Provetta Ioduro di sodio
Concentrazione
1-Bromobutano
Concentrazione
Tempo fino alle precipitazioni
1 15% 1,0 m 20 anni
2 15% 2,0 m 10 s
3 15% 1,0 m 20 anni
4 7.5% 1,0 m 40 anni

Figure 16

Subscription Required. Please recommend JoVE to your librarian.

Applications and Summary

or Start trial to access full content. Learn more about your institution’s access to JoVE content here

Questi esperimenti sono progettati per mostrare rapidamente le tendenze nelle reazioni di sostituzione nucleofila. Testare sperimentalmente queste tendenze aiuta a comprendere meglio le sottili differenze tra una reazione SN1 e SN2. I chimici hanno imparato a sviluppare e ottimizzare le condizioni di reazione. Tutto nasce dalla prima comprensione della reazione: cosa accelera o rallenta una reazione e come possiamo trarne vantaggio? La scelta del miglior solvente, temperatura o concentrazione di reagenti può influire notevolmente sulla velocità di fine di una reazione. Nel corso del tempo, i chimici non si sono preoccupati solo della velocità, ma anche della selettività e delle rese. Le reazioni di sostituzione nucleofila sono una reazione importante da imparare come può essere trovata in tutta la letteratura sintetica.

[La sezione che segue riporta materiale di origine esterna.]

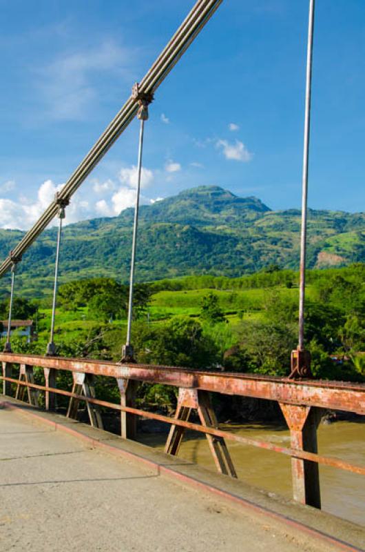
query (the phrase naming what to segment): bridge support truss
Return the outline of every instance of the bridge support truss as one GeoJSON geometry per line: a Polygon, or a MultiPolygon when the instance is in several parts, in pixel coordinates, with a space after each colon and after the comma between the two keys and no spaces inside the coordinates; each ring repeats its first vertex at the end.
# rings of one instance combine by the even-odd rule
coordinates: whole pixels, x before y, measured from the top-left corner
{"type": "MultiPolygon", "coordinates": [[[[45,393],[45,404],[48,404],[48,408],[51,407],[52,401],[54,404],[53,397],[56,394],[67,397],[70,399],[68,415],[72,417],[76,416],[79,402],[85,402],[90,423],[97,427],[102,427],[98,408],[101,406],[114,409],[121,413],[121,433],[123,437],[135,437],[138,416],[157,420],[170,426],[165,451],[173,455],[178,454],[186,429],[198,431],[206,435],[218,470],[231,477],[236,477],[236,471],[226,444],[228,441],[289,456],[291,459],[293,496],[295,501],[302,504],[320,508],[320,464],[365,475],[365,466],[354,465],[333,457],[322,456],[317,453],[317,428],[323,409],[365,415],[364,384],[293,380],[252,374],[202,371],[172,366],[136,363],[125,364],[14,353],[0,353],[0,361],[3,367],[0,379],[3,379],[4,394],[11,395],[13,388],[16,390],[22,386],[36,390],[38,393],[43,391],[45,393]],[[21,366],[18,379],[12,377],[12,369],[16,366],[21,366]],[[33,366],[39,366],[45,370],[45,386],[34,383],[33,366]],[[72,373],[72,391],[56,387],[56,373],[62,371],[72,373]],[[121,393],[119,404],[96,397],[93,379],[95,376],[112,377],[116,380],[121,393]],[[136,407],[136,391],[140,382],[158,383],[178,388],[178,405],[174,418],[136,407]],[[50,386],[51,384],[52,386],[50,386]],[[211,393],[277,401],[290,429],[290,448],[219,428],[210,402],[211,393]],[[189,420],[194,410],[198,413],[200,424],[189,420]]],[[[29,393],[28,398],[31,402],[29,393]]]]}
{"type": "MultiPolygon", "coordinates": [[[[209,394],[207,391],[180,388],[175,420],[188,422],[193,410],[198,412],[202,426],[218,428],[218,423],[211,406],[209,394]]],[[[176,424],[171,426],[165,447],[167,454],[174,456],[178,454],[185,432],[185,427],[176,424]]],[[[225,439],[209,433],[206,434],[206,437],[218,471],[225,475],[236,477],[237,474],[225,439]]]]}
{"type": "MultiPolygon", "coordinates": [[[[317,428],[322,410],[314,406],[299,406],[280,403],[282,413],[290,429],[292,448],[317,454],[317,428]]],[[[293,497],[304,504],[321,507],[318,464],[301,458],[291,459],[293,497]]]]}

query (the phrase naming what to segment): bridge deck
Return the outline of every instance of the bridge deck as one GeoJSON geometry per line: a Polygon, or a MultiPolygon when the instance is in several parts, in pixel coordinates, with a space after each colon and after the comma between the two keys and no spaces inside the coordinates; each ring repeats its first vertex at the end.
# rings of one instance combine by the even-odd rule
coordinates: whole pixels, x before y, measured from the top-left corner
{"type": "MultiPolygon", "coordinates": [[[[10,410],[5,404],[0,401],[1,550],[351,549],[340,545],[332,548],[328,542],[298,531],[295,524],[283,523],[275,514],[239,508],[218,495],[197,492],[163,476],[163,467],[170,466],[182,475],[189,470],[190,477],[201,480],[202,469],[196,466],[147,452],[143,445],[78,422],[60,422],[56,415],[43,413],[42,420],[10,410]],[[77,428],[87,439],[55,431],[62,424],[66,428],[77,428]],[[92,448],[92,439],[107,446],[114,443],[130,455],[116,457],[92,448]],[[132,462],[132,455],[145,463],[132,462]]],[[[236,485],[236,496],[242,491],[238,482],[216,474],[207,477],[210,480],[205,484],[227,481],[229,486],[236,485]]],[[[250,500],[255,492],[247,490],[250,500]]],[[[267,501],[264,508],[267,508],[269,499],[258,493],[256,497],[256,503],[267,501]]],[[[274,509],[285,507],[284,503],[273,502],[277,503],[272,504],[274,509]]],[[[302,512],[302,522],[310,524],[312,509],[288,506],[293,519],[296,517],[298,521],[302,515],[298,512],[302,512]]],[[[324,526],[329,523],[331,526],[335,520],[339,529],[342,522],[315,511],[317,520],[322,515],[324,526]]],[[[344,522],[342,530],[347,533],[342,536],[347,537],[353,531],[353,542],[359,546],[364,537],[361,529],[344,522]]]]}

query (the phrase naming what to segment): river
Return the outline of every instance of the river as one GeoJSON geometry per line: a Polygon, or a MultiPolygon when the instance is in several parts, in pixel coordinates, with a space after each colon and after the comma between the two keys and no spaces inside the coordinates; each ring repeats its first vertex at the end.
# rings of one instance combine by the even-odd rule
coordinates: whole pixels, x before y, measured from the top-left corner
{"type": "MultiPolygon", "coordinates": [[[[288,429],[283,426],[258,424],[221,424],[238,435],[290,446],[288,429]]],[[[138,441],[163,450],[165,434],[139,434],[138,441]]],[[[253,446],[227,442],[238,476],[260,489],[291,497],[290,457],[253,446]]],[[[365,420],[321,424],[318,429],[318,451],[353,464],[365,464],[365,420]]],[[[207,440],[187,432],[179,457],[216,470],[207,440]]],[[[365,477],[320,464],[322,509],[365,526],[365,477]]]]}

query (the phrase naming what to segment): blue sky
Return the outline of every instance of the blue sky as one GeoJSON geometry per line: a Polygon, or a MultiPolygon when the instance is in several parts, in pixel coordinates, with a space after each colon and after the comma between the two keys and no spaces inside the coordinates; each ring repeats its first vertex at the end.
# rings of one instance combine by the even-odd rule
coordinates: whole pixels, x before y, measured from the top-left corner
{"type": "MultiPolygon", "coordinates": [[[[0,0],[0,226],[28,228],[194,2],[0,0]]],[[[143,201],[215,184],[299,207],[308,0],[225,0],[158,90],[143,201]]],[[[317,0],[309,206],[365,204],[365,2],[317,0]]],[[[133,204],[134,121],[67,220],[133,204]]]]}

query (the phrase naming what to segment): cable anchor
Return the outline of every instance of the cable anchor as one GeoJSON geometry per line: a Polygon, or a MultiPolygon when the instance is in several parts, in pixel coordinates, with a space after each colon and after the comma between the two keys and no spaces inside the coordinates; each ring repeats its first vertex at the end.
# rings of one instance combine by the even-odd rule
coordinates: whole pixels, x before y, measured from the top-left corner
{"type": "Polygon", "coordinates": [[[132,95],[134,99],[138,102],[138,110],[137,111],[137,119],[140,121],[147,121],[148,119],[148,106],[154,101],[154,95],[152,92],[141,92],[139,89],[139,83],[136,82],[132,88],[132,95]]]}

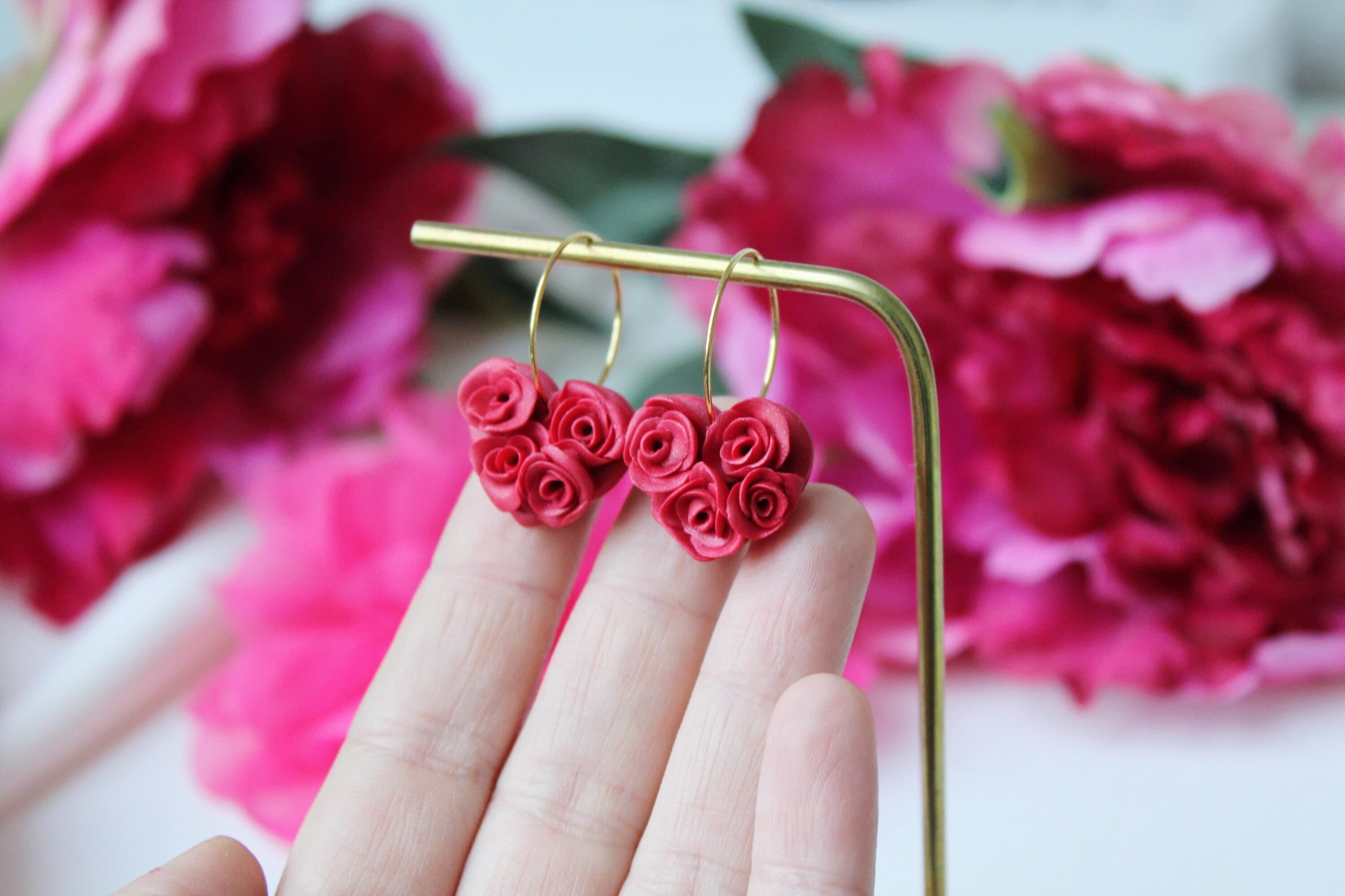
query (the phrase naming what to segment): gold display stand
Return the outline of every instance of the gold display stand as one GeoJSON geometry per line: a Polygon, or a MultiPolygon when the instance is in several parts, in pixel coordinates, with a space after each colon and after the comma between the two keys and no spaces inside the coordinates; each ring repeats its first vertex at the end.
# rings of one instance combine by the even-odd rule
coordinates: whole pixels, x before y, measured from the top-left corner
{"type": "MultiPolygon", "coordinates": [[[[412,242],[471,255],[545,261],[561,243],[554,236],[514,234],[434,222],[416,222],[412,242]]],[[[560,261],[590,267],[718,279],[728,255],[658,246],[576,242],[560,261]]],[[[920,631],[920,752],[924,805],[924,872],[927,896],[946,896],[943,797],[943,500],[939,461],[939,400],[933,364],[920,326],[888,289],[835,267],[756,261],[738,263],[732,282],[831,296],[863,305],[892,330],[907,368],[915,430],[916,568],[920,631]]]]}

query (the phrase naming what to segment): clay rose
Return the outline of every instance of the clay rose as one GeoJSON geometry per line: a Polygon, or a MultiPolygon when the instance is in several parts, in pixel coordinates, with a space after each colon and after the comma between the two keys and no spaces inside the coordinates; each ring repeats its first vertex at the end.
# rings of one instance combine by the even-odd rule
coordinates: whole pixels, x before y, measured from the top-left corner
{"type": "Polygon", "coordinates": [[[507,357],[482,361],[463,377],[457,387],[457,410],[472,433],[507,435],[529,420],[546,419],[546,403],[555,392],[555,383],[538,373],[542,391],[533,382],[533,368],[507,357]]]}
{"type": "Polygon", "coordinates": [[[523,504],[518,474],[523,461],[546,445],[546,427],[529,420],[510,435],[484,435],[472,442],[472,470],[499,509],[512,513],[523,504]]]}
{"type": "Polygon", "coordinates": [[[514,512],[514,517],[523,525],[569,525],[597,497],[588,467],[555,445],[546,445],[523,458],[518,470],[518,488],[522,506],[514,512]]]}
{"type": "Polygon", "coordinates": [[[765,467],[749,470],[729,490],[729,524],[748,541],[775,535],[799,505],[806,481],[765,467]]]}
{"type": "Polygon", "coordinates": [[[654,497],[654,516],[697,560],[737,552],[745,539],[729,523],[729,486],[709,465],[697,463],[682,485],[654,497]]]}
{"type": "Polygon", "coordinates": [[[725,480],[741,480],[757,467],[807,478],[812,472],[812,437],[790,408],[749,398],[714,418],[705,434],[703,458],[725,480]]]}
{"type": "MultiPolygon", "coordinates": [[[[609,388],[570,380],[550,402],[547,434],[553,445],[570,449],[585,466],[621,459],[631,403],[609,388]]],[[[617,477],[620,478],[620,477],[617,477]]]]}
{"type": "Polygon", "coordinates": [[[701,459],[710,427],[705,400],[697,395],[655,395],[631,418],[625,465],[631,484],[651,494],[671,492],[701,459]]]}

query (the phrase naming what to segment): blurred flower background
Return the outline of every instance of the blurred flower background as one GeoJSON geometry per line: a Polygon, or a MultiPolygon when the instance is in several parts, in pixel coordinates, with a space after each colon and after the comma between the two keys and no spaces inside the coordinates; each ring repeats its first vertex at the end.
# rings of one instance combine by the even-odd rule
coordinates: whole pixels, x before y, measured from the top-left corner
{"type": "MultiPolygon", "coordinates": [[[[971,715],[989,728],[962,729],[964,763],[989,779],[1014,775],[971,732],[1007,737],[1049,775],[1061,727],[1107,724],[1108,705],[1196,720],[1177,778],[1224,748],[1239,768],[1295,755],[1223,736],[1250,717],[1219,715],[1231,705],[1306,700],[1345,732],[1345,126],[1332,114],[1345,13],[1275,0],[394,5],[15,5],[28,24],[0,86],[0,572],[11,610],[28,609],[12,643],[133,629],[137,571],[222,514],[245,519],[250,547],[218,552],[227,575],[167,584],[202,591],[237,641],[190,699],[191,762],[213,794],[292,837],[469,473],[456,377],[525,351],[535,266],[414,250],[409,226],[582,226],[846,267],[912,309],[940,383],[962,673],[950,739],[959,686],[985,695],[971,715]],[[1005,724],[1003,701],[1030,715],[1056,682],[1072,703],[1045,733],[1006,735],[1028,725],[1005,724]]],[[[699,391],[713,285],[631,279],[611,384],[635,406],[699,391]]],[[[539,351],[557,380],[592,375],[608,285],[560,270],[557,285],[539,351]]],[[[881,700],[915,662],[901,361],[862,309],[781,304],[772,398],[808,423],[814,477],[857,494],[878,528],[847,673],[881,700]]],[[[721,387],[753,392],[764,296],[730,290],[718,333],[721,387]]],[[[1163,736],[1150,727],[1149,743],[1163,736]]],[[[892,747],[907,775],[909,739],[892,747]]],[[[1079,774],[1085,790],[1096,779],[1079,774]]],[[[1201,793],[1264,810],[1256,794],[1283,785],[1267,780],[1201,793]]],[[[997,815],[981,797],[962,834],[998,857],[987,868],[1024,861],[1005,858],[1013,838],[990,842],[995,818],[1017,823],[1003,801],[997,815]]],[[[1294,805],[1263,825],[1284,811],[1302,827],[1313,809],[1294,805]]],[[[1034,806],[1028,827],[1052,823],[1052,802],[1034,806]]],[[[1142,854],[1153,836],[1108,854],[1142,854]]],[[[880,879],[908,885],[913,861],[885,858],[880,879]]],[[[1054,892],[1046,870],[997,892],[1054,892]]],[[[1095,877],[1076,880],[1110,892],[1095,877]]],[[[1329,879],[1307,873],[1297,892],[1332,892],[1311,889],[1329,879]]],[[[1116,892],[1149,880],[1120,875],[1116,892]]],[[[1256,881],[1243,869],[1212,892],[1264,892],[1256,881]]]]}

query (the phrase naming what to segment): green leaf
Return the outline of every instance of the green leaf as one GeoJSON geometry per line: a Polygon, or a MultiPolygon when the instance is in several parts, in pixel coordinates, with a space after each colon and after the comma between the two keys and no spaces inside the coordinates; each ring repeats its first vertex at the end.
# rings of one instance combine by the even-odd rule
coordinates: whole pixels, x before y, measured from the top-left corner
{"type": "Polygon", "coordinates": [[[799,66],[818,64],[835,69],[853,85],[863,85],[863,48],[859,44],[752,7],[744,7],[742,24],[777,81],[788,78],[799,66]]]}
{"type": "Polygon", "coordinates": [[[9,128],[47,74],[52,52],[54,43],[43,42],[32,55],[0,73],[0,145],[4,145],[9,128]]]}
{"type": "Polygon", "coordinates": [[[452,141],[455,156],[533,183],[604,239],[659,243],[682,220],[687,181],[714,156],[594,130],[557,129],[452,141]]]}
{"type": "MultiPolygon", "coordinates": [[[[639,407],[655,395],[701,395],[705,391],[703,364],[705,357],[699,352],[691,352],[659,368],[629,396],[631,404],[639,407]]],[[[714,395],[730,394],[728,383],[716,368],[710,369],[710,391],[714,395]]]]}
{"type": "Polygon", "coordinates": [[[1079,195],[1083,181],[1073,163],[1013,106],[990,113],[999,134],[999,167],[972,175],[972,183],[1007,212],[1050,206],[1079,195]]]}
{"type": "MultiPolygon", "coordinates": [[[[502,258],[477,255],[469,258],[461,270],[447,282],[434,297],[433,312],[440,318],[473,317],[499,324],[527,325],[533,310],[534,281],[502,258]]],[[[568,302],[553,301],[546,306],[549,322],[565,322],[576,329],[607,333],[608,324],[593,321],[568,302]]]]}

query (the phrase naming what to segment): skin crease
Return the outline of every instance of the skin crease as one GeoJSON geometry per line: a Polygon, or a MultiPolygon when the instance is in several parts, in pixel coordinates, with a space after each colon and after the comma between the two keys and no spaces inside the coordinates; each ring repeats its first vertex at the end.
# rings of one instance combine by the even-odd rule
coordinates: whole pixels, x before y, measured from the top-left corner
{"type": "MultiPolygon", "coordinates": [[[[280,896],[873,892],[873,720],[838,676],[865,510],[810,485],[698,563],[633,492],[547,661],[590,520],[519,527],[467,482],[280,896]]],[[[218,838],[118,896],[265,892],[218,838]]]]}

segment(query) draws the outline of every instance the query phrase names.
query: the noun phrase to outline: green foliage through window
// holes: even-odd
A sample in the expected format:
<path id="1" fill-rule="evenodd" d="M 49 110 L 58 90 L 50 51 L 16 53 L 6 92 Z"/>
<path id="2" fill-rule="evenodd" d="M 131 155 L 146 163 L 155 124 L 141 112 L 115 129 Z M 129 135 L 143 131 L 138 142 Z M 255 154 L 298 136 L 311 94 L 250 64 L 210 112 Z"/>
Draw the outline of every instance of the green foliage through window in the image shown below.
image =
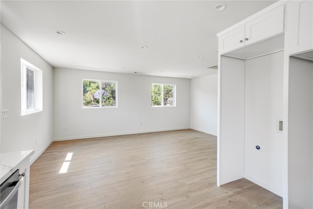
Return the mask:
<path id="1" fill-rule="evenodd" d="M 153 106 L 175 106 L 175 85 L 152 84 L 151 105 Z"/>
<path id="2" fill-rule="evenodd" d="M 83 107 L 116 106 L 116 82 L 83 80 Z"/>

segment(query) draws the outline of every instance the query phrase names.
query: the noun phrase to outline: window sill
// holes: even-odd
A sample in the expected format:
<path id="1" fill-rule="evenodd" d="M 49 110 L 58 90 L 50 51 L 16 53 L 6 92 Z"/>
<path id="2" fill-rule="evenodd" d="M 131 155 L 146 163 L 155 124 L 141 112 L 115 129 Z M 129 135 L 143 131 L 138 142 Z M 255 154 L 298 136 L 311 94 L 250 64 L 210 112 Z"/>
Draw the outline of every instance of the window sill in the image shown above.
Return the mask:
<path id="1" fill-rule="evenodd" d="M 174 106 L 174 105 L 152 106 L 151 107 L 153 108 L 160 108 L 160 107 L 169 108 L 169 107 L 176 107 L 176 106 Z"/>
<path id="2" fill-rule="evenodd" d="M 83 109 L 105 109 L 105 108 L 117 108 L 117 106 L 94 106 L 94 107 L 83 107 Z"/>
<path id="3" fill-rule="evenodd" d="M 28 112 L 27 113 L 22 113 L 21 114 L 21 116 L 25 116 L 26 115 L 30 115 L 30 114 L 32 114 L 33 113 L 39 113 L 41 112 L 43 112 L 42 110 L 35 110 L 34 111 L 32 111 L 32 112 Z"/>

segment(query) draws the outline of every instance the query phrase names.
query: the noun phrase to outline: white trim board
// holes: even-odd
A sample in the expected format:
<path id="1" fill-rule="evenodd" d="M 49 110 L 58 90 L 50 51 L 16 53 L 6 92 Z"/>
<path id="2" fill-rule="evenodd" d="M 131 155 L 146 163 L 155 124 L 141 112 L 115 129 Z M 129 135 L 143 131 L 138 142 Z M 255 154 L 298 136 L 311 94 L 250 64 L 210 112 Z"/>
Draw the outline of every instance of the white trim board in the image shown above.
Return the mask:
<path id="1" fill-rule="evenodd" d="M 158 132 L 160 131 L 175 131 L 175 130 L 178 130 L 190 129 L 191 128 L 189 127 L 184 127 L 175 128 L 170 128 L 170 129 L 154 129 L 154 130 L 139 131 L 130 131 L 130 132 L 126 132 L 111 133 L 109 134 L 97 134 L 97 135 L 94 135 L 75 136 L 73 137 L 54 138 L 53 139 L 53 141 L 64 141 L 67 140 L 81 139 L 83 139 L 95 138 L 98 138 L 98 137 L 113 137 L 115 136 L 128 135 L 131 134 L 143 134 L 145 133 Z"/>

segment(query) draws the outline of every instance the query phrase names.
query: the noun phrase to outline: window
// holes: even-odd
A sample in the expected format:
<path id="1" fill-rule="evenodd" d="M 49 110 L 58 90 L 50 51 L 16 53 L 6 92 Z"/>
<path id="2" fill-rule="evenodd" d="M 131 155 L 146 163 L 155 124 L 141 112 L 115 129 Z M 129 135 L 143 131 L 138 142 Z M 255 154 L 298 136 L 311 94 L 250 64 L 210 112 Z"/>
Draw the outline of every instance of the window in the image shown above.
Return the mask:
<path id="1" fill-rule="evenodd" d="M 43 111 L 43 71 L 21 58 L 22 115 Z"/>
<path id="2" fill-rule="evenodd" d="M 117 107 L 117 81 L 83 79 L 83 108 Z"/>
<path id="3" fill-rule="evenodd" d="M 176 87 L 173 84 L 152 84 L 151 105 L 153 107 L 175 107 Z"/>

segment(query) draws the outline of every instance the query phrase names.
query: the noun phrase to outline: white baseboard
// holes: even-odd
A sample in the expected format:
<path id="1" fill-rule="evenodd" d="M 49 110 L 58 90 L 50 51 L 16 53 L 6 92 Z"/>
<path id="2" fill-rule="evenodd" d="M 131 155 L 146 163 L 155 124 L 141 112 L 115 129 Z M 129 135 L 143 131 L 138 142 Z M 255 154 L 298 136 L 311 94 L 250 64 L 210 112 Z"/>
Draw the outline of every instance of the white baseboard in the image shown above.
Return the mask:
<path id="1" fill-rule="evenodd" d="M 49 147 L 49 146 L 50 146 L 50 145 L 52 143 L 53 141 L 51 140 L 51 141 L 50 141 L 49 143 L 48 143 L 47 144 L 47 145 L 46 145 L 45 146 L 45 147 L 42 148 L 41 149 L 41 150 L 40 150 L 38 153 L 35 153 L 35 155 L 31 157 L 31 160 L 30 160 L 30 164 L 31 165 L 32 164 L 33 164 L 33 163 L 36 161 L 36 160 L 37 160 L 38 159 L 38 158 L 39 157 L 39 156 L 40 156 L 42 154 L 43 154 L 44 153 L 44 152 L 45 152 L 45 151 L 47 149 L 47 148 Z"/>
<path id="2" fill-rule="evenodd" d="M 280 196 L 281 197 L 283 196 L 282 188 L 281 189 L 279 189 L 279 188 L 277 188 L 275 186 L 273 186 L 272 185 L 271 185 L 246 173 L 245 173 L 244 174 L 244 176 L 245 179 L 247 179 L 250 182 L 252 182 L 254 184 L 256 184 L 259 185 L 259 186 L 262 186 L 263 188 L 266 188 L 267 190 L 271 191 L 272 192 L 277 194 L 278 196 Z"/>
<path id="3" fill-rule="evenodd" d="M 88 139 L 88 138 L 95 138 L 98 137 L 112 137 L 114 136 L 127 135 L 130 134 L 142 134 L 144 133 L 158 132 L 160 131 L 175 131 L 176 130 L 189 129 L 190 128 L 189 127 L 185 127 L 173 128 L 164 129 L 152 129 L 152 130 L 144 130 L 144 131 L 130 131 L 130 132 L 126 132 L 112 133 L 109 133 L 109 134 L 97 134 L 97 135 L 91 135 L 74 136 L 68 137 L 60 137 L 60 138 L 54 138 L 53 139 L 53 141 L 64 141 L 66 140 L 80 139 Z"/>
<path id="4" fill-rule="evenodd" d="M 193 129 L 196 131 L 200 131 L 201 132 L 203 132 L 203 133 L 205 133 L 205 134 L 210 134 L 211 135 L 213 135 L 215 137 L 217 136 L 217 133 L 215 133 L 215 132 L 212 132 L 209 131 L 206 131 L 205 130 L 202 130 L 200 128 L 195 128 L 195 127 L 190 127 L 191 129 Z"/>

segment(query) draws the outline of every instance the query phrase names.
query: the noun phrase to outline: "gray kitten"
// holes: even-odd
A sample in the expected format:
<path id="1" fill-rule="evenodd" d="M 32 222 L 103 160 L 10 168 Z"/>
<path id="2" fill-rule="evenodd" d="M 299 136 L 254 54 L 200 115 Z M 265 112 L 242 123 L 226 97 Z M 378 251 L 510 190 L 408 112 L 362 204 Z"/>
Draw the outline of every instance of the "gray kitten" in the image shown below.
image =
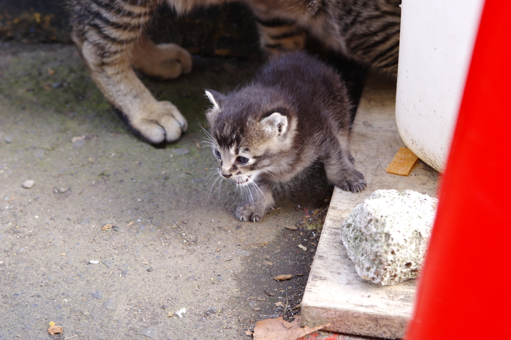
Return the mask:
<path id="1" fill-rule="evenodd" d="M 272 184 L 289 181 L 317 160 L 331 183 L 353 192 L 365 188 L 350 152 L 351 104 L 332 67 L 305 52 L 285 55 L 240 89 L 206 95 L 218 172 L 249 194 L 236 210 L 240 220 L 260 220 L 274 204 Z"/>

Questa dimostrazione può essere utilizzata come risorsa per reazioni di sostituzione nucleofila; tuttavia, è uno schema approssimativo su come studiare qualsiasi reazione organica. Come cambiare le condizioni di reazione (cambiando una variabile alla volta) e osservando i loro effetti è la base dell'uso del metodo scientifico. Questo può essere applicato ad altri tipi di reazioni oltre alle reazioni di sostituzione, ad esempio, altre reazioni di sostituzione come reazioni di sostituzione aromatica e reazioni di sostituzione acilica.

Figure 17

Le reazioni sono ottimizzate per le loro rese, selettività e velocità (efficienza). Il modo in cui il chimico modifica i parametri di reazione, come catalizzatore, temperatura, solvente e capacità del gruppo di partenza, può influire in gran parte sulla reazione. Conoscere la cinetica di una reazione può fornire preziose informazioni sulla reazione, e di solito questo è l'inizio per capire il meccanismo di una reazione.

Subscription Required. Please recommend JoVE to your librarian.

Transcript

Please note that all translations are automatically generated.

Click here for the English version.

Get cutting-edge science videos from JoVE sent straight to your inbox every month.